209:00 — On adaptive stochastic heavy ball momentum for solving linear systems

The stochastic heavy ball momentum (SHBM) method has gained considerable popularity as a scalable approach for solving large-scale optimization problems. However, one limitation of this method is its reliance on prior knowledge of certain problem parameters, such as singular values of a matrix. In this paper, we propose an adaptive variant of the SHBM method for solving stochastic problems that are reformulated from linear systems using user-defined distributions. Our adaptive SHBM (ASHBM) method utilizes iterative information to update the parameters, addressing an open problem in the literature regarding the adaptive learning of momentum parameters. We prove that our method converges linearly in expectation, with a better convergence bound compared to the basic method. Notably, we demonstrate that the deterministic version of our ASHBM algorithm can be reformulated as a variant of the conjugate gradient (CG) method, inheriting many of its appealing properties, such as finite-time convergence. Consequently, the ASHBM method can be further generalized to develop a brand-new framework of the stochastic CG (SCG) method for solving linear systems. Our theoretical results are supported by numerical experiments.

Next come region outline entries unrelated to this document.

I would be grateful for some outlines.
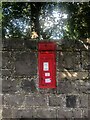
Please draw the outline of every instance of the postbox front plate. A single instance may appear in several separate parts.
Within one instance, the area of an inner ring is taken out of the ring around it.
[[[38,55],[39,88],[56,88],[55,51],[40,51]]]

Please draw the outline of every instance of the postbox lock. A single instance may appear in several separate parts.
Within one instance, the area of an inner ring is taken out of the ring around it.
[[[39,88],[56,88],[56,44],[38,44]]]

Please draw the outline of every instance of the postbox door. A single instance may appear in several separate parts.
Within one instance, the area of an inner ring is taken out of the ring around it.
[[[56,87],[56,65],[54,52],[39,53],[39,87]]]

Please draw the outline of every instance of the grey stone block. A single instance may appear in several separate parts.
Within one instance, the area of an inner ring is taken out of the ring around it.
[[[2,69],[2,76],[11,76],[10,69]]]
[[[18,52],[15,58],[15,75],[31,76],[37,74],[37,58],[35,52]]]
[[[57,93],[58,94],[68,94],[68,93],[73,93],[75,85],[73,84],[72,81],[70,80],[58,80],[58,84],[57,84]]]
[[[88,109],[88,118],[90,119],[90,109]]]
[[[47,106],[46,96],[45,95],[28,95],[25,99],[25,106]]]
[[[76,107],[76,96],[75,95],[66,96],[66,107],[69,107],[69,108]]]
[[[75,91],[79,94],[87,94],[89,93],[89,81],[85,80],[77,80],[75,81]]]
[[[9,106],[9,107],[16,107],[16,108],[24,108],[25,104],[25,96],[24,94],[15,94],[15,95],[4,95],[3,97],[3,105]]]
[[[27,119],[27,118],[34,118],[34,110],[33,108],[29,109],[12,109],[12,117],[13,118],[21,118],[21,119]]]
[[[88,94],[88,108],[90,109],[90,94]]]
[[[34,80],[22,80],[21,88],[27,92],[36,92],[36,85]]]
[[[57,118],[60,119],[67,119],[67,118],[73,118],[73,112],[72,110],[64,110],[64,109],[57,109]]]
[[[65,107],[66,99],[65,95],[52,95],[49,97],[49,106]]]
[[[87,118],[88,119],[88,108],[83,108],[82,109],[82,118],[85,119]]]
[[[8,80],[2,80],[2,93],[15,93],[17,91],[17,82],[15,80],[11,80],[11,78],[8,78]]]
[[[56,109],[36,108],[35,118],[56,118]]]
[[[88,95],[87,94],[80,94],[77,97],[78,102],[79,102],[79,107],[80,108],[88,108]]]
[[[90,70],[90,52],[82,51],[82,68],[85,70]]]
[[[57,52],[57,69],[59,71],[80,69],[80,53],[79,52]]]
[[[14,55],[13,52],[3,51],[2,52],[2,68],[12,69],[13,68]]]
[[[80,108],[73,109],[74,118],[82,118],[82,110]]]
[[[11,108],[3,108],[2,118],[12,118],[12,110]]]

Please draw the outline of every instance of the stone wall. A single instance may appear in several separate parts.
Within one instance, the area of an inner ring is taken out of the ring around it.
[[[2,118],[90,118],[90,46],[57,44],[56,89],[39,89],[38,42],[3,40]]]

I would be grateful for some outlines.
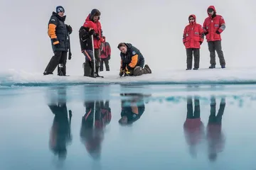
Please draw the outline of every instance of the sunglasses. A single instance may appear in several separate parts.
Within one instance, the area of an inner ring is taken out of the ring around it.
[[[58,9],[58,12],[64,12],[64,9],[60,8]]]

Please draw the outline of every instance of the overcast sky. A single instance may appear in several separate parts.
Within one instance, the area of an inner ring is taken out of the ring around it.
[[[78,30],[92,8],[101,13],[104,35],[112,47],[110,67],[119,69],[120,42],[130,42],[141,50],[153,69],[186,68],[186,50],[182,43],[188,17],[193,13],[203,24],[206,9],[214,5],[226,21],[223,33],[223,50],[227,67],[255,66],[256,30],[252,0],[197,1],[68,1],[1,0],[0,71],[16,69],[43,72],[53,52],[47,34],[52,11],[62,5],[66,23],[73,28],[70,35],[73,59],[68,72],[82,74],[84,57],[80,53]],[[217,58],[218,59],[218,58]],[[209,66],[206,41],[201,51],[201,67]]]

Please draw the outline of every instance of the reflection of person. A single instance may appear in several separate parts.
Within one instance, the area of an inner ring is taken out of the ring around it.
[[[208,159],[213,162],[217,159],[218,153],[224,147],[224,135],[221,130],[222,117],[225,107],[225,98],[221,98],[220,108],[216,113],[216,101],[214,96],[210,99],[210,114],[207,126],[207,139],[208,143]]]
[[[190,153],[196,155],[196,147],[204,136],[203,123],[200,117],[200,101],[194,98],[195,110],[193,113],[193,101],[191,97],[187,98],[187,115],[183,125],[186,140],[189,145]]]
[[[59,95],[62,95],[59,94]],[[54,154],[65,159],[67,155],[66,146],[72,141],[70,123],[72,111],[66,106],[65,99],[58,98],[58,104],[50,103],[48,106],[55,115],[50,130],[49,145]],[[68,120],[69,115],[69,120]]]
[[[143,95],[126,94],[122,95],[133,96],[133,98],[122,101],[121,118],[119,123],[122,125],[132,125],[140,118],[145,110],[145,104],[142,98]]]
[[[80,139],[94,159],[100,158],[105,125],[109,123],[110,118],[111,119],[111,113],[110,115],[107,111],[109,107],[102,113],[101,106],[100,101],[85,102],[85,114],[82,118]]]
[[[106,101],[105,103],[103,101],[100,101],[100,108],[102,113],[101,116],[103,120],[104,126],[106,126],[110,124],[112,118],[110,101]]]

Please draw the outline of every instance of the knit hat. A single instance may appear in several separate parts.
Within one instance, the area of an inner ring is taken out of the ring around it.
[[[64,12],[65,13],[65,9],[61,6],[58,6],[56,7],[56,13],[58,13],[59,12]]]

309:30 — Optimal gradient tracking for decentralized optimization

  • Ming Yan, The Chinese University of Hong Kong, Shenzhen

In this talk, I will focus on solving the decentralized optimization problem of minimizing the sum of objective functions over a multi-agent network. The agents are embedded in an undirected graph where they can only send/receive information directly to/from their immediate neighbors. Assuming smooth and strongly convex objective functions, we propose an Optimal Gradient Tracking (OGT) method that simultaneously achieves the optimal gradient computation complexity and communication complexity. Its development involves two building blocks that are also of independent interest. The first one is another new decentralized gradient tracking method, SSGT, which achieves optimal gradient computation. The second one is a technique termed LCA, which can be implemented "looplessly" but achieves a similar effect by adding multiple inner loops of Chebyshev acceleration in the algorithm. This LCA technique can accelerate many other gradient tracking-based methods concerning the graph condition number.

410:00 — Communication-efficient distributed optimization algorithms

In the big data era, the explosion in size and complexity of data arises in parallel to a shift towards distributed computations. In distributed optimization and machine learning, especially in federated learning, specific issues arise, such as decentralized data storage for privacy concerns. In this setting, a large number of machines perform computations in parallel and communicate back and forth with a distant server. Communication is typically costly and slow and forms the main bottleneck. To decrease it, two strategies are popular: 1) communicate less frequently; 2) compress the communicated vectors. I will present several randomized algorithms we developed recently in this area, with proved convergence guarantees and state-of-the-art communication complexity.